Bosnia ed Erzegovina
Terra di frontiera
La Repubblica di Bosnia ed Erzegovina è un simbolo del mosaico di popolazioni e religioni che da secoli convivono, spesso scontrandosi violentemente, nei Balcani. Dal 1995, alla fine della guerra civile seguita alla dissoluzione della Iugoslavia, la comunità internazionale è impegnata a far vivere pacificamente insieme Bosniaci, Serbi e Croati, garantendo la libertà religiosa a tutti e lentamente ricostruendo il paese.
La Bosnia ed Erzegovina deve il nome al fiume Bosna che la attraversa e al fatto che parte del paese fu governata da un duca (herceg) fino alla conquista turca, nel 15° secolo. Il territorio è montuoso, salvo le valli dei fiumi principali, come la Drina e la Sava, affluenti del Danubio, e ha un clima continentale. Le Alpi Dinariche sono vicine all'Adriatico e i fiumi scorrono verso est. Solo il fiume Narenta arriva all'Adriatico e la sua foce è l'unico minuscolo 'sbocco' al mare del paese.
Il territorio della Bosnia ed Erzegovina è da millenni area di contatto e di contrasto fra popoli diversi: qui si sono succedute molte dominazioni, portando costumi e religioni differenti, al punto che sono in uso due alfabeti, quello cirillico e quello latino.
Il costo della guerra civile (1992-95) è stato pesantissimo: centinaia di migliaia di morti e milioni di rifugiati, un'economia che dipende dagli aiuti internazionali, gran parte del patrimonio storico-artistico distrutto: le principali città, come la capitale Sarajevo (579.000 abitanti), Banja Luka, attivo centro economico e culturale, Mostar, importante città della Erzegovina, hanno tutte subito distruzioni gravissime.
Dopo aver subito il dominio di Bizantini, Croati, Serbi e Ungheresi, la Bosnia ed Erzegovina rimase sottomessa dal 15° al 18° secolo ai Turchi, che islamizzarono una parte consistente della popolazione. Occupata dall'Austria-Ungheria nel 1878 e annessa nel 1908, entrò a far parte, dopo la Prima guerra mondiale, del nuovo Regno di Iugoslavia e dal 1946 fu una delle sei repubbliche che si federarono nella Repubblica socialista di Iugoslavia. Al venir meno di quest'ultima, nei primi anni Novanta, la Bosnia ed Erzegovina proclamò la propria indipendenza (1992), alla quale seguì la più lunga e sanguinosa guerra civile della ex Iugoslavia. La ragione di ciò stava nella complessa composizione etnico-religiosa della sua popolazione, costituita per più del 40% da musulmani, per più del 30% da Serbi cristiano-ortodossi e per circa il 20% da Croati cattolici.

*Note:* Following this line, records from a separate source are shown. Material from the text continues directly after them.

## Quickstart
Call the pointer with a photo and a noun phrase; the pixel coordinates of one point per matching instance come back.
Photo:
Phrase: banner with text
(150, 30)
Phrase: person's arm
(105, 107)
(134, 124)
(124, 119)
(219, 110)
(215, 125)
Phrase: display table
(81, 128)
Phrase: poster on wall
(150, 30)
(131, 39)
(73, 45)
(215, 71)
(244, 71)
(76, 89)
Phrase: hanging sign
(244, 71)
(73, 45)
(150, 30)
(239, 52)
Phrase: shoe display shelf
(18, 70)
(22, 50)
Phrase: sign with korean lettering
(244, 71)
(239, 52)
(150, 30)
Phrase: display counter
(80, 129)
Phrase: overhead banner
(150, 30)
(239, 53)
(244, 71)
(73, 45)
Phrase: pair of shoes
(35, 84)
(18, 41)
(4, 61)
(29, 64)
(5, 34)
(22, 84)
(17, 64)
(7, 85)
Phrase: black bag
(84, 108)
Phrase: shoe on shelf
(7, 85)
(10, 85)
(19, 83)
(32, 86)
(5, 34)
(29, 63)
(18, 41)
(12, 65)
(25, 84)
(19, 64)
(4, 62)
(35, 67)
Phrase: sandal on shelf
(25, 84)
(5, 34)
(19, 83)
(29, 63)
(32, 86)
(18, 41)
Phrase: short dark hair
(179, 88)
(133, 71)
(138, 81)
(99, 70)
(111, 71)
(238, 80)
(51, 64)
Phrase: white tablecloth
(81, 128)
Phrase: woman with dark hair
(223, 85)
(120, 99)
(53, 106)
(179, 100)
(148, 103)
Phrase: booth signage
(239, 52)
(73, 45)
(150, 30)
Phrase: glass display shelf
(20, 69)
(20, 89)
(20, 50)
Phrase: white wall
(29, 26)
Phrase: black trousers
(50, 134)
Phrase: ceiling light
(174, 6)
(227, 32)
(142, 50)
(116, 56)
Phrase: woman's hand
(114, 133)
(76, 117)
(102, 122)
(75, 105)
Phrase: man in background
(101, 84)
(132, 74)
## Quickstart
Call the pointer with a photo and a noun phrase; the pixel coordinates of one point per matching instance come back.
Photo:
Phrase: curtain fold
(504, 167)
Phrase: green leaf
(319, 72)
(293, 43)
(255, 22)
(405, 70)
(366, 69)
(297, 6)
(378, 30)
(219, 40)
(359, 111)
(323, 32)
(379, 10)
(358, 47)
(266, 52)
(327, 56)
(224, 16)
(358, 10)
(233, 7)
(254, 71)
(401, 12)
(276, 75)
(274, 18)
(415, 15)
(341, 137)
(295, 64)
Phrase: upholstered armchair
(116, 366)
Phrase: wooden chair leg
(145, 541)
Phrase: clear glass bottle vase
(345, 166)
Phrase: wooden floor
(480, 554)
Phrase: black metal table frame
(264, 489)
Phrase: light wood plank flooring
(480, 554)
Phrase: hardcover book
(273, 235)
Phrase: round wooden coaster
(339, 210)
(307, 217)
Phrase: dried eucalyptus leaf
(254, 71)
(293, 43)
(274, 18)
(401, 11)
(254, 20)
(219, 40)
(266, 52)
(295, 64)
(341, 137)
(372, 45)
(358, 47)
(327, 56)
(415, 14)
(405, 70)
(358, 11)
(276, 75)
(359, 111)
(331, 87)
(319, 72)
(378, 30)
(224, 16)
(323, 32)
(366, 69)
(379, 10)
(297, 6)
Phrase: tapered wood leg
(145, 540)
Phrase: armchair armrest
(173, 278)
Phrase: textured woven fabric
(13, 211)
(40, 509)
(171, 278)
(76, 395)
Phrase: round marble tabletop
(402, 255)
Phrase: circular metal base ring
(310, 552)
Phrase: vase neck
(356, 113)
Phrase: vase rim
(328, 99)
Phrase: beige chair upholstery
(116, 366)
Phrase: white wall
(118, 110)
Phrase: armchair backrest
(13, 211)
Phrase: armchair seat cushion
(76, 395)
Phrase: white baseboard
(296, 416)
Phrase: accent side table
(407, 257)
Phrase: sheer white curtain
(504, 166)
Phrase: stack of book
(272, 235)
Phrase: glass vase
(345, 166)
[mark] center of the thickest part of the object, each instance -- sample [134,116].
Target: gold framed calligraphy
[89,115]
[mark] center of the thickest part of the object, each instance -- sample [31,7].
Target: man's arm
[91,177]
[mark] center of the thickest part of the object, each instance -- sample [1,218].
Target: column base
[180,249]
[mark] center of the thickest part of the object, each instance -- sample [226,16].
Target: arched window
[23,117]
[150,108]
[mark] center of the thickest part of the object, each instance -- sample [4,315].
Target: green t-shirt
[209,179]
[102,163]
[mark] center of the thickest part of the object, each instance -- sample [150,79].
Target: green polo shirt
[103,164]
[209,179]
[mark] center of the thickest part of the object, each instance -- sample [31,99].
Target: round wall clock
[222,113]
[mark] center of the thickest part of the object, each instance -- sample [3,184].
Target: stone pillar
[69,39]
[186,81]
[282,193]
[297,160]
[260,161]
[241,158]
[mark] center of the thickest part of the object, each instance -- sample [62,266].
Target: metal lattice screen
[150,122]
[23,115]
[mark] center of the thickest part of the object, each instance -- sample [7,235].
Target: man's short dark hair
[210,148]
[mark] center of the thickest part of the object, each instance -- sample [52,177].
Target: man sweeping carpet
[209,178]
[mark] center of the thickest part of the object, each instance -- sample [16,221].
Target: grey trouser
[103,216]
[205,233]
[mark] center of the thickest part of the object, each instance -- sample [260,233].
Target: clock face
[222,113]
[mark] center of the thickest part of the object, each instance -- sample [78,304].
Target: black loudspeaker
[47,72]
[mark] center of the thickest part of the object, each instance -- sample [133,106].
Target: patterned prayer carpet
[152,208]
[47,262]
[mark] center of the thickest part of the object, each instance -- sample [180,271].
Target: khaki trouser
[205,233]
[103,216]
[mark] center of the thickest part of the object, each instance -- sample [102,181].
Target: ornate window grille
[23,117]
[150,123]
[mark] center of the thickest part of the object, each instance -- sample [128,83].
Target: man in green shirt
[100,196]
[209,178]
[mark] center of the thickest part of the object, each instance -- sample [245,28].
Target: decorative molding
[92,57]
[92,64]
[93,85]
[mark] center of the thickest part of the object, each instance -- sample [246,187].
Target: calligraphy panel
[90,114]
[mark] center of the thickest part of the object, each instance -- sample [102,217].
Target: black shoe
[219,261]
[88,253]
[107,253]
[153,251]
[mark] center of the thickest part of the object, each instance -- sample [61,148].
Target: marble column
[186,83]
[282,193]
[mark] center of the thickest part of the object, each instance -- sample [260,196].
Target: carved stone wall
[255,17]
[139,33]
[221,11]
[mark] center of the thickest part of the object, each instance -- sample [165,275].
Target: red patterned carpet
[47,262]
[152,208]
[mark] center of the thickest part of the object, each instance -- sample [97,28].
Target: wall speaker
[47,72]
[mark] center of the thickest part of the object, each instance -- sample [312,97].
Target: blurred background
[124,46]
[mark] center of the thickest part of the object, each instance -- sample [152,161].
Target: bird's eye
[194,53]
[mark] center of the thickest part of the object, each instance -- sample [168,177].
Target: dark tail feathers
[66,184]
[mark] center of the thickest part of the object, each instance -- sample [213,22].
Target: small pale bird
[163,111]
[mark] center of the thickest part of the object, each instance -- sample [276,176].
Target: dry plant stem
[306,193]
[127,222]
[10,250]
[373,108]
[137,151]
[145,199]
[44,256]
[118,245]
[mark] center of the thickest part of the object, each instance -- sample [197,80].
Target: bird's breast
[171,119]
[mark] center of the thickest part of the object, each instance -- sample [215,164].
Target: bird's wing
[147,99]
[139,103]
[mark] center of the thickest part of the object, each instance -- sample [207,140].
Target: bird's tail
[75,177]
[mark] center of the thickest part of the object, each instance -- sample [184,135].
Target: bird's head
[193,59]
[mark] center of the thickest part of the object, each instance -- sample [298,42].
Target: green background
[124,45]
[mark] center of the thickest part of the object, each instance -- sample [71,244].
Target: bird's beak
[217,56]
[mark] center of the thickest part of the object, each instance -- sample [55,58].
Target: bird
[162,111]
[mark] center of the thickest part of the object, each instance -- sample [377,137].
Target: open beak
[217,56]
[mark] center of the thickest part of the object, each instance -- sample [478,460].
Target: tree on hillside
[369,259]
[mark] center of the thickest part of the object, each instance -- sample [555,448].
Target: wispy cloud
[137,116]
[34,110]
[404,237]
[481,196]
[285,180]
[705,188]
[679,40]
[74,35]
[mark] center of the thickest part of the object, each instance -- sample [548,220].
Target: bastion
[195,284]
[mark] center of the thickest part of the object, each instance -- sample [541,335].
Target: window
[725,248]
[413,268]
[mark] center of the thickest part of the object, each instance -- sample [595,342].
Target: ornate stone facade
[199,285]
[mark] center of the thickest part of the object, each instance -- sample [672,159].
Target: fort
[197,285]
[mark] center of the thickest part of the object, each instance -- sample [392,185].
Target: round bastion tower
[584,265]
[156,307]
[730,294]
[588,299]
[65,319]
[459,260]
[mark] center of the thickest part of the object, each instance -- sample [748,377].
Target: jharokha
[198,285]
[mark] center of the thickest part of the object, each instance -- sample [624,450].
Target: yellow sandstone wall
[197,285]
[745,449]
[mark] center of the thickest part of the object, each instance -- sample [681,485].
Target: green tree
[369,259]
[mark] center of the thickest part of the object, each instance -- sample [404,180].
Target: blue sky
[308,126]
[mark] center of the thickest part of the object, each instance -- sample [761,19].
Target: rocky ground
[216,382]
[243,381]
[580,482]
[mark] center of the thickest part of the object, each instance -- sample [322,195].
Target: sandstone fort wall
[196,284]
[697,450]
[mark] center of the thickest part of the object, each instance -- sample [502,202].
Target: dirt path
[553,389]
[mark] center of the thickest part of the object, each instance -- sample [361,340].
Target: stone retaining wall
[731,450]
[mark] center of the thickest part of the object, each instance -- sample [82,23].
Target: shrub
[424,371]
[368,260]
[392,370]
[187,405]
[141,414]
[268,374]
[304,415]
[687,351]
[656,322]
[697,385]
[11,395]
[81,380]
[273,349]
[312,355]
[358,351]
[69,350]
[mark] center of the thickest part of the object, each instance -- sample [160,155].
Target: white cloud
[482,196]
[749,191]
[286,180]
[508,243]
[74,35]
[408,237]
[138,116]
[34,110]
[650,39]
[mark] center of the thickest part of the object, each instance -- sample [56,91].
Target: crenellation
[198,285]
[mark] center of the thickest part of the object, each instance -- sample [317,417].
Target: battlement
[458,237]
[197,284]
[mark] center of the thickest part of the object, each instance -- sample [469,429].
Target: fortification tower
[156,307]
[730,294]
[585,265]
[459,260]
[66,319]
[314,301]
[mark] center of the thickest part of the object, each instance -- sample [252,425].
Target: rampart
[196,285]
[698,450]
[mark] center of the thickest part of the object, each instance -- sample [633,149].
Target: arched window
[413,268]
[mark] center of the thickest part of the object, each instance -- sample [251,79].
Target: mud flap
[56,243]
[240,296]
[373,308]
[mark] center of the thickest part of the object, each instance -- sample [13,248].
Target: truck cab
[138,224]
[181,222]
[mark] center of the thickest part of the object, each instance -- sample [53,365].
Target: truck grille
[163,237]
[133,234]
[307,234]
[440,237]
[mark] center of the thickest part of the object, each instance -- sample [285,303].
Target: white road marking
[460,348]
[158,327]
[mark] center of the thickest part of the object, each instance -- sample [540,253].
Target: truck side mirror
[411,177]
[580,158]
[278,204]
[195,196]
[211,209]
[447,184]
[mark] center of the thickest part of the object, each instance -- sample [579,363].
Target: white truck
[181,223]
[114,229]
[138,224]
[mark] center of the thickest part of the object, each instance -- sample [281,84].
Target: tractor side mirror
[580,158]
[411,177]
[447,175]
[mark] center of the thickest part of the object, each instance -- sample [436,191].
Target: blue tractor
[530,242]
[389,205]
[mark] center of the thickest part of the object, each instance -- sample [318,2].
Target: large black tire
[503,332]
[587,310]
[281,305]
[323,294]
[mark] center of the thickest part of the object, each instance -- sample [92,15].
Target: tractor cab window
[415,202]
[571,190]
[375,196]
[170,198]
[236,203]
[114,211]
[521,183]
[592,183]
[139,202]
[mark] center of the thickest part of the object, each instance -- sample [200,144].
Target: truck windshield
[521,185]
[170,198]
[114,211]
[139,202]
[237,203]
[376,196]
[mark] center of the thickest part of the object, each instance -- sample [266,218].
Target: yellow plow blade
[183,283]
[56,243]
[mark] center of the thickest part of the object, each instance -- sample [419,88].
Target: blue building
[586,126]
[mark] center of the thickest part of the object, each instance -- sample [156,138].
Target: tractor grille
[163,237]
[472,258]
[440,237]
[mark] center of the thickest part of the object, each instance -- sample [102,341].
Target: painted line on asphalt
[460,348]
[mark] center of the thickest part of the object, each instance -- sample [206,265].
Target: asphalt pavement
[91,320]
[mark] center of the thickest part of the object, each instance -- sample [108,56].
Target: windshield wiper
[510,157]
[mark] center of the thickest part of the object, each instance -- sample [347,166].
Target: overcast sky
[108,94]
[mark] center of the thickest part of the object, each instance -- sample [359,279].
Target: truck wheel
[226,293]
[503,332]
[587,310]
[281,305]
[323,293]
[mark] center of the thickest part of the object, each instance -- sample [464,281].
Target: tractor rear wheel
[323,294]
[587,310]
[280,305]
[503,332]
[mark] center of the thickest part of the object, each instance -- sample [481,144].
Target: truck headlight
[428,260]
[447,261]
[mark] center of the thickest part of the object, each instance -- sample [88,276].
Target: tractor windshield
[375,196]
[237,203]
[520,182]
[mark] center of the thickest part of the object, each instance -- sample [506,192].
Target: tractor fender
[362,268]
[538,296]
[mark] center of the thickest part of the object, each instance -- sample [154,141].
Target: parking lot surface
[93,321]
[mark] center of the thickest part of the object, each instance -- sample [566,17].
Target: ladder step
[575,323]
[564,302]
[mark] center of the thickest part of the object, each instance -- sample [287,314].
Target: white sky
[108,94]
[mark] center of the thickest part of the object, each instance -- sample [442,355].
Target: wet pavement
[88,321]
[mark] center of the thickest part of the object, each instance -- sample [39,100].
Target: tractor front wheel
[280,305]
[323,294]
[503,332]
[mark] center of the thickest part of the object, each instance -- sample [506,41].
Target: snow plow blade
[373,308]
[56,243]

Mentre i musulmani si riconobbero nel nuovo Stato, i Serbi ‒ che rifiutavano la prospettiva di diventare una minoranza in uno Stato a maggioranza musulmana e che erano militarmente appoggiati da Belgrado ‒ proclamarono una loro Repubblica e subito dopo i Croati fecero altrettanto. Questi tre gruppi combatterono una guerra spietata, che l'intervento dell'ONU (1992) non riuscì in alcun modo a fermare. Vi furono anzi ripetuti episodi di 'pulizia etnica', cioè tentativi di eliminare da un territorio tutti gli appartenenti alle altre etnie, che portarono a veri e propri massacri: atroce quello di Srebrenica, dove il generale R. Mladi´c, capo militare dei serbo-bosniaci, una volta conquistata la città, fece uccidere 7.000÷8.000 persone.
L'intervento militare della NATO, nel 1995, fermò la guerra e portò i Serbi al tavolo delle trattative. Dopo la devastazione di quasi tutte le città, 300.000 morti e quasi tre milioni di profughi, un milione dei quali poi rientrò, si giunse a un accordo in base al quale la Bosnia ed Erzegovina si componeva di due entità autonome, la Federazione di Bosnia ed Erzegovina (croato-musulmana) e la Repubblica Serba. Attualmente, la Bosnia ed Erzegovina cerca a fatica di sanare le ferite della guerra civile e di ricostruire la propria vita politica ed economica.